Bioturbation has a large impact of carbon and nutrient cycling in soils and therefore plays a key role in current-day soil functioning and long-term soil evolution. Despite its importance, fundamental knowledge on the mechanisms and rates of different soil bioturbation processes is limited, which prohibits accurate modelling of these processes.

Luminescence, a light-sensitive mineral property of the two most abundant minerals at the Earth surface (quartz and feldspar), is a valuable tracer for deriving rates of long-term bioturbation. It measures the last exposure of siliclastic particles to daylight and can therefore act as a proxy of subsurface residence times. However, these luminescence tracers do not account for previous resurfacing of grains and subsurface transport without bleaching, and therefore only represent the net replacement of the particles. This leads to an underestimation of bioturbation rates when derived from luminescence tracers only.
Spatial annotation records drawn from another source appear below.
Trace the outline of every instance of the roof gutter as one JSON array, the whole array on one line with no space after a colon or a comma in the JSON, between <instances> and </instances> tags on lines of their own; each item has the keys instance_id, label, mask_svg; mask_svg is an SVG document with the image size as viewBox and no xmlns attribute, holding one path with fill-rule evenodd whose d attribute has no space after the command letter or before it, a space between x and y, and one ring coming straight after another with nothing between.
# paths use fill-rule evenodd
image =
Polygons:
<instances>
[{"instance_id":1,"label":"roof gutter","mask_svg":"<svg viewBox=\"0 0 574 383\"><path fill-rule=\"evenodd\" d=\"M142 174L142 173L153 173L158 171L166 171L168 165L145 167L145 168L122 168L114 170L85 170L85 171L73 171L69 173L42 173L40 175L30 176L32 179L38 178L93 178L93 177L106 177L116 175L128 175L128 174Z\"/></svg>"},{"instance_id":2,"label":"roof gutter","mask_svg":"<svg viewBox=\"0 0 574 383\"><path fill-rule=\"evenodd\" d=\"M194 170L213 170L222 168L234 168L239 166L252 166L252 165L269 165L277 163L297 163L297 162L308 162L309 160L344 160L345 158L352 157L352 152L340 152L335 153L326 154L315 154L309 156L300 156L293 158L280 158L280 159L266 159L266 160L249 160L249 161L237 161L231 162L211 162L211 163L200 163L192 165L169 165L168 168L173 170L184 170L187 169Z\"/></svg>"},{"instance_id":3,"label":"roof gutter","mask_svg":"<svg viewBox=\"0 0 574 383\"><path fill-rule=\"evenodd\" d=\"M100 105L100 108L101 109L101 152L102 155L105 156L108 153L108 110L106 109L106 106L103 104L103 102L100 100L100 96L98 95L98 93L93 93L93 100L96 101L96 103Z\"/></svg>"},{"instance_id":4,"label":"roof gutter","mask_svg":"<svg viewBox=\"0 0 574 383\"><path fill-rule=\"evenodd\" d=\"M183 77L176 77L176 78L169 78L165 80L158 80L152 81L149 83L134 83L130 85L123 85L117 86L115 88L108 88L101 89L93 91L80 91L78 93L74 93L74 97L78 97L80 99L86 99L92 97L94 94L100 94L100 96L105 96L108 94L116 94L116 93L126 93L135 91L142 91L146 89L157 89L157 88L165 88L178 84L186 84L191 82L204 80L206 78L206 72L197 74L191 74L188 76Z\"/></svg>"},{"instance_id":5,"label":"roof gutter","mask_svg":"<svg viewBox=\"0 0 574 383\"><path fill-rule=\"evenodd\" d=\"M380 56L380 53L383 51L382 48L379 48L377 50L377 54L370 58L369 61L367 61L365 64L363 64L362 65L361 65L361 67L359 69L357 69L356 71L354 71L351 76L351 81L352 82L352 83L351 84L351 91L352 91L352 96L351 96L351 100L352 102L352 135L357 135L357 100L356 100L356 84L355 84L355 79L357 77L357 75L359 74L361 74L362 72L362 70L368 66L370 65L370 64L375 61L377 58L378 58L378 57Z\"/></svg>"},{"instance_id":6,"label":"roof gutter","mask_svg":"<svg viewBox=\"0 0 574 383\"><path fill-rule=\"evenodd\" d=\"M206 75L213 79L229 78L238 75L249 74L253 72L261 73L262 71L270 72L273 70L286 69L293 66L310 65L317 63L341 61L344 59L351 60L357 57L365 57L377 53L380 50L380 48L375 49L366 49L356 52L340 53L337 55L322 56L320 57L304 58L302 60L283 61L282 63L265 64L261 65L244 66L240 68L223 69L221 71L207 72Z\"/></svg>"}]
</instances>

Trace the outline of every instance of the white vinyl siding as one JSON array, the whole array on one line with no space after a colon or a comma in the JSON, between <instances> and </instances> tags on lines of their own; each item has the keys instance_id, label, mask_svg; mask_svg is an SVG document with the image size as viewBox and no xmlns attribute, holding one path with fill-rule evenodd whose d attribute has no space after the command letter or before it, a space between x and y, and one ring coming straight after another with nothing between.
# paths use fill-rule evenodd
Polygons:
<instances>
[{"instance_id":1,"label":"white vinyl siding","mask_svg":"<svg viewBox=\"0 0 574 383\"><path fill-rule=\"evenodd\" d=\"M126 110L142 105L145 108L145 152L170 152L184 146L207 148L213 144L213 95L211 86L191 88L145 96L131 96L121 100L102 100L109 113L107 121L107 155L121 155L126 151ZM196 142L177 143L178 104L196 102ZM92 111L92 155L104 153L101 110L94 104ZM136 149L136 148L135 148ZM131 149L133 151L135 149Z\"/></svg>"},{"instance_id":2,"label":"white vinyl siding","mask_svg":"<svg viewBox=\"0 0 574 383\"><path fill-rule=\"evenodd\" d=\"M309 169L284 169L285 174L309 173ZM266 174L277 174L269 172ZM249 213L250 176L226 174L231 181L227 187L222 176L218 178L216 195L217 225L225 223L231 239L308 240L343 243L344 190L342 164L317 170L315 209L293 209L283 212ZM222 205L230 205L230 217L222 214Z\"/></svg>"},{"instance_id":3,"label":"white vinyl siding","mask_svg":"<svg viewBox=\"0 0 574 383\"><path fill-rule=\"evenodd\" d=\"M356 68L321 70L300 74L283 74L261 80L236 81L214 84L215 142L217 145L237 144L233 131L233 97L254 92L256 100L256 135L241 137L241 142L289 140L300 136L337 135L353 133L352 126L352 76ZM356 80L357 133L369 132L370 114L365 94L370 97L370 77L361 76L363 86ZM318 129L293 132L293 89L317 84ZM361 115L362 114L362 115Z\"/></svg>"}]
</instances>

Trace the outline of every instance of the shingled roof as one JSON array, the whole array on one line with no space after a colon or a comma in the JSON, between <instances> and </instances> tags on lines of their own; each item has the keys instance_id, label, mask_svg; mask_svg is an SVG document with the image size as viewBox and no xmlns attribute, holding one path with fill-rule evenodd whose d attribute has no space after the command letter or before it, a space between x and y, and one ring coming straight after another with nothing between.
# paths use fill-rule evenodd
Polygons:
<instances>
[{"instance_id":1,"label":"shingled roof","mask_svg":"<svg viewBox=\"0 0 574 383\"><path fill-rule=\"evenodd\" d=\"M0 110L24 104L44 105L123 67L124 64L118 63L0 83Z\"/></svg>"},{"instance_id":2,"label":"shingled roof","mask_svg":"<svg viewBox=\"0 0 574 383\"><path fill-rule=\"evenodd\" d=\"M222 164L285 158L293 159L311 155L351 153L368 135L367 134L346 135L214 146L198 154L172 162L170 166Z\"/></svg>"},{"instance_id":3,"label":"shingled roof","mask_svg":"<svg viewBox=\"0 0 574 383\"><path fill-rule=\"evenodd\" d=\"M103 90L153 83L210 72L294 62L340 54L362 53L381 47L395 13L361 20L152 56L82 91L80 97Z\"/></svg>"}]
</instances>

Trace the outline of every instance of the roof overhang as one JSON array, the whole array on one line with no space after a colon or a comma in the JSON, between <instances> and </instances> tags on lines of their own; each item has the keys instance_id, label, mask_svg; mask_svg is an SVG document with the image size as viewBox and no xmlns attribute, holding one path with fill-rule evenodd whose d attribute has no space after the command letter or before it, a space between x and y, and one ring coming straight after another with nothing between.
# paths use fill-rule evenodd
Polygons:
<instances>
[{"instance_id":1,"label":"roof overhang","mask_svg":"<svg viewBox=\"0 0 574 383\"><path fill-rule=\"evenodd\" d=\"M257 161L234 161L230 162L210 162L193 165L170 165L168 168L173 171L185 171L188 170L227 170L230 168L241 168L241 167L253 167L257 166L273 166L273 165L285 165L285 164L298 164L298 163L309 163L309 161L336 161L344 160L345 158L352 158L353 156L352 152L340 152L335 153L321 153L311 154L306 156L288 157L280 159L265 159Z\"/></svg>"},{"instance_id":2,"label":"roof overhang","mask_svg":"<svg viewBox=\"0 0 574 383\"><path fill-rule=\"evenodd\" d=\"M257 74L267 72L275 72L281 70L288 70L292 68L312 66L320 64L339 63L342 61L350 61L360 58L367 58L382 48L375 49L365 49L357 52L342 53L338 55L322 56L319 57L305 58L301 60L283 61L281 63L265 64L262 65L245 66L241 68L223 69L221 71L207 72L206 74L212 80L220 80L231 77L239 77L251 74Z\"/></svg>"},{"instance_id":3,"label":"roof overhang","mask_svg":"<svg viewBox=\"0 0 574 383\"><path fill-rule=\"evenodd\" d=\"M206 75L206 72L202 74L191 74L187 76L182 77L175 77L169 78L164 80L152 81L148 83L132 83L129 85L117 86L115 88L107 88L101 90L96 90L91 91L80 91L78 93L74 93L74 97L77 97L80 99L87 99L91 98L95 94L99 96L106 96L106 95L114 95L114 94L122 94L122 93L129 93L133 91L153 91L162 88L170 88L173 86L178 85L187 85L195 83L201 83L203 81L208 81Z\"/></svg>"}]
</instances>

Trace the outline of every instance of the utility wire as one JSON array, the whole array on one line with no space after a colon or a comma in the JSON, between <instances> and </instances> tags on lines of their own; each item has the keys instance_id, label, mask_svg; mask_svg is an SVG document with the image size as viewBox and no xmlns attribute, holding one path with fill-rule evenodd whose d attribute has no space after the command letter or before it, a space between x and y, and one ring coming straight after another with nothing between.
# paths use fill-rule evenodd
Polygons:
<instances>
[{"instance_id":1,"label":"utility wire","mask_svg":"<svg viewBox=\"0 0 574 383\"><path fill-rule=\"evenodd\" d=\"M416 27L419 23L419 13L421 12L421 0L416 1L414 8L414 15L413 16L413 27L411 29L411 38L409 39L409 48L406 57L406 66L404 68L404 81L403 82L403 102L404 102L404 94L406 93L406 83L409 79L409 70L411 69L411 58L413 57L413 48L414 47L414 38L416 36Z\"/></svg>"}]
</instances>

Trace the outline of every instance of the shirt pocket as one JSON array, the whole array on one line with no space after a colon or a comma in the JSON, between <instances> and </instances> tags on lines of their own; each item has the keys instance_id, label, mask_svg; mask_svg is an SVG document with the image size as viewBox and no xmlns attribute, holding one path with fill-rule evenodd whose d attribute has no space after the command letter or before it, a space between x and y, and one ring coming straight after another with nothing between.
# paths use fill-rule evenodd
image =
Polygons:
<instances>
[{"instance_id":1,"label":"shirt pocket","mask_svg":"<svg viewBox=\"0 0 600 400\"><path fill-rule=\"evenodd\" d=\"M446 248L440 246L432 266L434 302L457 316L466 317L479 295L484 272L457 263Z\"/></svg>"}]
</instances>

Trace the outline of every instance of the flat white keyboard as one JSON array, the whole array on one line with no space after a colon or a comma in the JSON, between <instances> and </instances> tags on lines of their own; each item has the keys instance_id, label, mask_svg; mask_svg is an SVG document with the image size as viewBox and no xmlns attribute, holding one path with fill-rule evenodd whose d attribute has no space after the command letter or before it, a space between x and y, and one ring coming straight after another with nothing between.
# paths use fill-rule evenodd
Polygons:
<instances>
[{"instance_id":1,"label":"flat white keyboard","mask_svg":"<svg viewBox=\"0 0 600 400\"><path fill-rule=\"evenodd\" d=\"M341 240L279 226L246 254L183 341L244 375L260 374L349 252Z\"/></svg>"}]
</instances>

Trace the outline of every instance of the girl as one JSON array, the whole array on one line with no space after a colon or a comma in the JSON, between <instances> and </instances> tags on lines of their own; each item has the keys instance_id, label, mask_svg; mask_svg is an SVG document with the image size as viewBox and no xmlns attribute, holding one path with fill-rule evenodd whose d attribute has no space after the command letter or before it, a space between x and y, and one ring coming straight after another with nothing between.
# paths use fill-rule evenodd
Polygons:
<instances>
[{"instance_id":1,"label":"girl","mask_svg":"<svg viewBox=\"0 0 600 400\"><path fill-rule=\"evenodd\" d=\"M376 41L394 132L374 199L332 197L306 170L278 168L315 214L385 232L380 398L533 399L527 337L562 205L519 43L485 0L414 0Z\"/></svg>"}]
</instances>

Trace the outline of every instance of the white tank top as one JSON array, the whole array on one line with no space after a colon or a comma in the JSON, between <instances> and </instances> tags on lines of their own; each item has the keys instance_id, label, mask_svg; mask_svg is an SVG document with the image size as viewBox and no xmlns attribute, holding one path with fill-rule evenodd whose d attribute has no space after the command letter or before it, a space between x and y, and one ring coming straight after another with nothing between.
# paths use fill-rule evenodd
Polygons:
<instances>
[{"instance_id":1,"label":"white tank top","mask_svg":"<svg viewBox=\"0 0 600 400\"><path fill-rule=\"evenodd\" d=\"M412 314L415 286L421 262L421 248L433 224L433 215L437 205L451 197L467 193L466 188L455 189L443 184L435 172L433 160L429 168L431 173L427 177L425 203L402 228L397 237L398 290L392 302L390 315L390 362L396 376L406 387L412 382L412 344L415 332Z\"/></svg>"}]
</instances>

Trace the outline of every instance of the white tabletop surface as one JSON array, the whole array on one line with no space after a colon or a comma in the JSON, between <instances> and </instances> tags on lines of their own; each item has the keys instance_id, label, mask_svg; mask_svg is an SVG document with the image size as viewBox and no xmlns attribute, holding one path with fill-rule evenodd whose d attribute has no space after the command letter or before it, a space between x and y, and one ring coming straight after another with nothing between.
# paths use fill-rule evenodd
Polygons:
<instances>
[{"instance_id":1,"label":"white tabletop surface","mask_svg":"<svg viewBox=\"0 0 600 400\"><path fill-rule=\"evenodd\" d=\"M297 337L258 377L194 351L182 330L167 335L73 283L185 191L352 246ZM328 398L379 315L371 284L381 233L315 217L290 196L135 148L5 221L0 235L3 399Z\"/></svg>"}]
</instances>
In this presentation, we introduce the new simulation model named Mixed Signals, which simulates two main bioturbation processes and their impacts on luminescence tracers: mounding (advective transport to the surface) and subsurface mixing (diffusive transport within the subsurface). We applied the model to two published luminescence datasets, each from settings dominated by organisms with distinct burrowing behavior: termites and anecic earthworms. We calibrated the model using different statistics derived from the experimental and simulated luminescence age distributions to derive bioturbation rates and mixing characteristics for the two datasets.

The model produced bioturbation rates that are orders of magnitude larger than the rates derived from the luminescence datasets alone, yet they are consistent with rates derived from observations. While some limitations remain, such as the need for a better experimental understanding of light penetration in soils for particle bleaching, our findings show the potential of the Mixed Signals model to extract accurate bioturbation rates from luminescence data. The model greatly enhances our understanding of bioturbation dynamics and improves the use of luminescence as a tracer for soil processes.